Nereye yürüsem, dolansam anılarım hep çok canlı, renkli ve lezzetli. Tıpkı şu an zemin katının alt kısmı harabeye dönen ‘Kypseli’ pastanesinin kayısılı pastası veya geçit törenleri, Portakal Festivali ve daha nicelerini terasında elimizde içeceklerimizle izlediğimiz Edelweiss Café gibi…Biraz ileride 1973 yılında Kennedy Caddesi’nin kaldırımının üzerine henüz çimento ıslakken yazdığımız isimlerimiz ile o zaman âşık olduğumuz kişilerin isimleri zaman içerisinde donup kalmış trajik bir fosil gibi görünüyor.

Pol Georghiou’nun deniz kenarındaki yazlığı ‘Blue Bungalow’da üzerindeki yalnız Don Kişot duvar resminden başlayan kırmızı ip Theseus’un günümüz kabusvari labirentinden çıkmak için kullanacağı ip gibi kentin tüm sokaklarına yayılmış durumda.

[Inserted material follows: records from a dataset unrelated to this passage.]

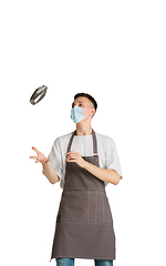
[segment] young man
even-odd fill
[[[63,190],[51,259],[73,266],[74,258],[92,258],[95,266],[112,266],[115,259],[113,218],[105,192],[122,178],[113,139],[93,131],[91,121],[97,103],[90,94],[77,93],[71,119],[76,130],[54,141],[46,158],[35,147],[50,183],[60,181]]]

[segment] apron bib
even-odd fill
[[[66,152],[71,151],[75,134],[76,131]],[[83,158],[100,166],[93,130],[92,137],[94,155]],[[74,162],[66,162],[52,258],[115,259],[115,234],[105,184]]]

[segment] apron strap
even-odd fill
[[[76,130],[73,132],[70,142],[68,144],[68,149],[66,149],[66,153],[69,153],[71,151],[71,146],[72,146],[72,142],[74,139],[74,135],[76,134]],[[97,141],[96,141],[96,135],[94,130],[92,130],[92,137],[93,137],[93,155],[97,155]]]
[[[92,130],[92,136],[93,136],[93,155],[97,155],[97,141],[94,130]]]

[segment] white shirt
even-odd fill
[[[96,134],[97,154],[101,168],[115,170],[122,176],[120,158],[116,150],[115,142],[112,137]],[[65,183],[65,153],[69,141],[72,134],[58,137],[48,156],[50,164],[60,177],[60,187],[63,190]],[[93,156],[93,139],[92,135],[77,136],[74,135],[71,151],[79,152],[82,156]],[[108,184],[106,182],[105,186]]]

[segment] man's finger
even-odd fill
[[[30,158],[37,158],[37,156],[30,156]]]
[[[40,153],[37,147],[32,146],[32,149],[33,149],[37,153]]]

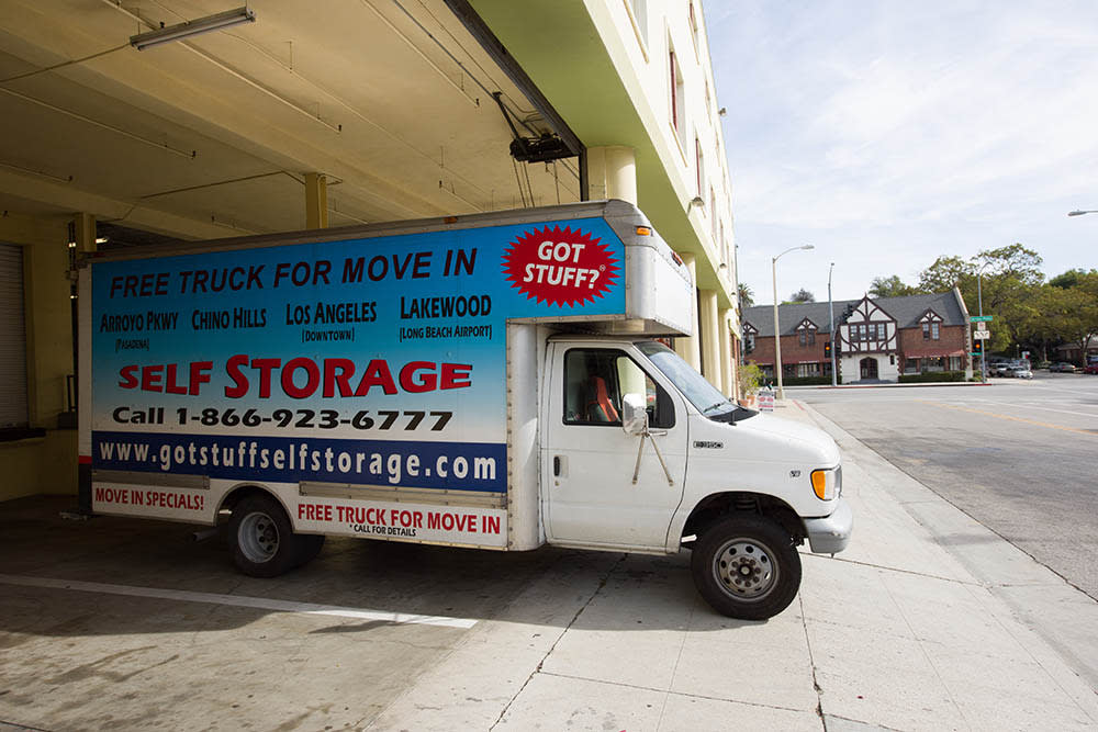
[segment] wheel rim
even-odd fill
[[[240,551],[249,562],[257,564],[270,561],[278,552],[278,526],[267,514],[253,511],[240,521],[237,531]]]
[[[713,561],[717,584],[730,596],[744,600],[761,600],[777,584],[778,568],[773,553],[753,539],[726,542]]]

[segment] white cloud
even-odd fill
[[[1098,207],[1098,3],[714,7],[740,272],[757,294],[770,256],[804,241],[859,291],[1015,240],[1052,273],[1098,266],[1064,221]]]

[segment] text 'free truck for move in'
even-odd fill
[[[729,402],[653,337],[688,268],[620,201],[187,243],[79,274],[81,489],[216,525],[274,576],[324,537],[693,552],[718,611],[842,550],[834,441]]]

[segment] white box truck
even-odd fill
[[[227,520],[256,576],[328,534],[688,548],[715,609],[771,617],[797,545],[847,544],[839,451],[652,339],[688,335],[694,303],[620,201],[89,257],[81,491],[97,514]]]

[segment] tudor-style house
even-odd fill
[[[828,303],[780,305],[782,379],[831,375]],[[901,374],[963,371],[972,378],[968,309],[961,292],[834,301],[842,383],[896,382]],[[744,361],[774,378],[774,307],[743,311]]]

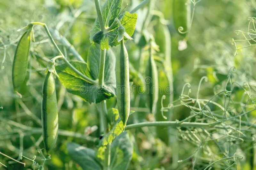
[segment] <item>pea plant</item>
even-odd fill
[[[210,76],[208,74],[200,77],[196,87],[185,83],[180,88],[180,95],[174,95],[177,92],[173,89],[170,25],[179,35],[178,50],[185,50],[188,47],[196,4],[203,1],[173,0],[173,24],[155,9],[157,3],[155,0],[144,0],[129,10],[128,4],[123,4],[123,0],[106,0],[102,5],[100,1],[94,0],[97,17],[93,18],[91,31],[81,33],[90,34],[88,40],[91,44],[86,57],[82,57],[57,29],[48,27],[48,24],[40,21],[30,22],[18,30],[21,36],[15,42],[12,71],[13,96],[18,99],[17,104],[37,127],[23,124],[20,120],[16,122],[1,117],[7,128],[18,129],[11,134],[3,135],[2,138],[18,136],[20,146],[17,151],[18,159],[7,155],[1,148],[0,154],[13,161],[11,164],[14,162],[25,166],[25,159],[34,169],[44,169],[49,160],[56,159],[51,155],[58,150],[56,143],[61,143],[60,136],[64,136],[68,142],[63,144],[65,153],[76,165],[71,166],[73,168],[137,169],[132,160],[142,158],[137,154],[139,149],[135,142],[140,142],[141,138],[135,134],[142,132],[148,134],[156,143],[164,144],[169,148],[166,152],[171,159],[167,159],[172,165],[163,169],[236,169],[244,158],[253,168],[256,125],[251,121],[250,114],[256,110],[253,99],[256,84],[251,81],[247,82],[253,79],[252,76],[246,75],[243,79],[242,70],[238,68],[236,71],[234,64],[230,64],[231,60],[222,61],[221,67],[217,64],[203,65],[196,60],[191,72],[199,69],[210,71],[209,68],[214,71],[211,71]],[[75,15],[81,13],[78,11]],[[255,45],[255,18],[249,20],[248,32],[236,32],[242,34],[245,39],[233,39],[236,54],[238,50],[244,48],[238,47],[237,42]],[[42,28],[43,32],[37,32]],[[51,44],[48,50],[54,51],[49,53],[56,54],[50,59],[41,55],[35,47],[44,43],[36,39],[46,36],[46,42]],[[5,54],[1,64],[3,69],[7,46],[1,39],[0,42]],[[213,46],[214,48],[209,48],[216,50],[225,46],[220,43]],[[138,52],[131,50],[132,48]],[[228,55],[233,52],[228,52],[228,54],[220,52],[220,55]],[[73,58],[69,57],[70,54]],[[36,99],[41,103],[41,119],[22,101],[31,78],[31,67],[34,67],[31,62],[39,66],[36,68],[40,68],[37,72],[44,79],[39,82],[42,94]],[[202,85],[208,81],[216,83],[212,89],[213,95],[202,98],[201,93],[206,93]],[[64,116],[60,108],[64,97],[61,95],[65,95],[63,91],[66,90],[68,95],[83,100],[82,104],[88,104],[88,113],[99,124],[98,136],[90,135],[97,130],[97,126],[89,127],[84,134],[75,132],[75,129],[71,131],[59,128]],[[32,91],[31,95],[36,93],[35,91]],[[0,106],[1,109],[4,109],[4,106]],[[184,112],[178,119],[175,118],[175,111],[178,109]],[[37,141],[31,137],[39,155],[37,157],[23,152],[24,136],[33,134],[40,136]],[[74,142],[71,138],[90,144]],[[193,145],[193,149],[187,151],[187,157],[179,157],[179,150],[185,145],[184,141]],[[43,142],[42,147],[40,144]],[[147,144],[144,144],[145,147]],[[0,161],[3,167],[8,168],[10,166],[6,162],[9,163]]]

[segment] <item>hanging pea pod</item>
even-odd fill
[[[116,76],[117,108],[119,117],[125,126],[130,112],[130,87],[128,53],[123,35],[124,29],[121,27],[118,28],[118,39],[121,41],[121,49],[120,56],[116,59]]]
[[[156,65],[153,57],[153,41],[151,40],[150,43],[145,82],[146,92],[148,95],[147,106],[150,113],[155,114],[158,100],[158,76]]]
[[[15,91],[18,91],[26,77],[31,30],[32,29],[23,34],[15,52],[12,72],[12,84]]]
[[[49,63],[50,67],[54,64]],[[49,67],[49,66],[48,66]],[[54,73],[47,68],[47,74],[43,86],[41,111],[44,142],[48,152],[55,145],[58,137],[58,104],[56,96]]]
[[[181,35],[185,37],[189,29],[191,19],[189,0],[173,0],[173,24],[175,29]]]

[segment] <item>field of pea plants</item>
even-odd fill
[[[0,1],[0,170],[256,169],[255,0]]]

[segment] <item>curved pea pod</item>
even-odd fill
[[[28,31],[23,34],[19,41],[15,52],[12,76],[13,89],[15,91],[18,90],[26,78],[28,62],[30,34]]]
[[[44,142],[47,152],[54,147],[58,137],[58,106],[53,74],[47,72],[42,90],[42,127]]]
[[[173,24],[175,29],[180,35],[186,37],[191,18],[190,1],[173,0]]]
[[[155,114],[158,100],[158,76],[156,65],[153,55],[152,47],[149,50],[149,57],[147,66],[145,83],[148,95],[147,106],[151,113]]]
[[[125,126],[130,112],[130,87],[128,53],[121,40],[120,56],[116,59],[116,98],[119,116]]]

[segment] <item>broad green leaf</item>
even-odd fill
[[[118,110],[115,108],[112,108],[108,110],[108,122],[111,126],[113,126],[119,117]]]
[[[93,80],[99,76],[100,49],[98,45],[92,44],[88,52],[87,64],[81,61],[70,62],[82,73]],[[78,96],[90,103],[99,103],[115,95],[116,58],[113,52],[106,53],[103,87],[95,85],[86,81],[66,64],[55,67],[61,83],[68,91]]]
[[[100,49],[97,44],[92,44],[88,52],[86,73],[94,80],[99,77]],[[116,57],[111,49],[106,52],[104,73],[104,87],[115,95]]]
[[[122,133],[111,145],[110,169],[127,169],[132,159],[133,146],[127,133]]]
[[[125,32],[130,37],[132,37],[134,32],[137,18],[137,13],[130,14],[127,11],[119,18],[122,25],[125,28]],[[97,21],[96,20],[95,23]],[[91,32],[91,41],[100,44],[102,49],[108,49],[109,46],[116,46],[120,44],[117,42],[118,28],[117,24],[111,30],[104,33],[100,31],[99,25],[95,24]],[[125,38],[124,39],[127,39]]]
[[[114,108],[113,108],[114,109]],[[118,110],[114,109],[113,112],[116,114],[117,112],[118,113]],[[135,112],[131,110],[130,114],[132,114]],[[120,117],[118,117],[116,122],[116,124],[114,125],[111,130],[107,134],[104,135],[103,138],[101,139],[99,144],[99,147],[98,149],[97,157],[99,158],[102,158],[103,153],[106,149],[106,146],[108,144],[112,142],[115,138],[118,136],[124,130],[124,126],[123,123],[123,122]]]
[[[95,151],[94,150],[75,143],[68,143],[67,145],[68,154],[83,169],[102,169],[102,165],[95,157]]]
[[[109,27],[115,19],[118,17],[123,3],[123,0],[108,0],[101,8],[103,21],[106,28]],[[100,31],[100,26],[98,17],[94,23],[92,29],[90,32],[90,39],[97,32]]]

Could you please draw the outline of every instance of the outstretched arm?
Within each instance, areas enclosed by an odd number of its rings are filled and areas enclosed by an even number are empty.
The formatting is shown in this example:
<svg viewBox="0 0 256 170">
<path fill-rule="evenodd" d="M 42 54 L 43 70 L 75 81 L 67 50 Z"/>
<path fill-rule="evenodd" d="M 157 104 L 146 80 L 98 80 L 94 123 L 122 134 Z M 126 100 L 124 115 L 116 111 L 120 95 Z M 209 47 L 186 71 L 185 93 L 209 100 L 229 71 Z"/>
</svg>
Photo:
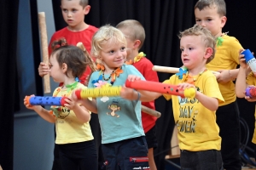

Burada çok fazla Minotaur var: yıkık dökük evlerin önünde düğün fotoğraflarını çektiren yeni evli çiftler, savaş suçu olduğu belli harabelerin önünde kontrolsüzce salınan pop yıldızı adayları, suç mahallinde umarsızca selfie çeken turistler.

Ve biz de adaletsizliği telafi etmeye çalışan ricacılar, karanlık turizm ve ahlak dışı sömürüyü barındıran üzgün bir yere dönmüş bu hayalet kentte var olma sebebi arayan hayaletler olarak ağır ağır yürüyoruz. Doğa ve medeniyet arasındaki tüm arabuluculuğun zorla durdurulduğu trajik bir sanal gerçeklik…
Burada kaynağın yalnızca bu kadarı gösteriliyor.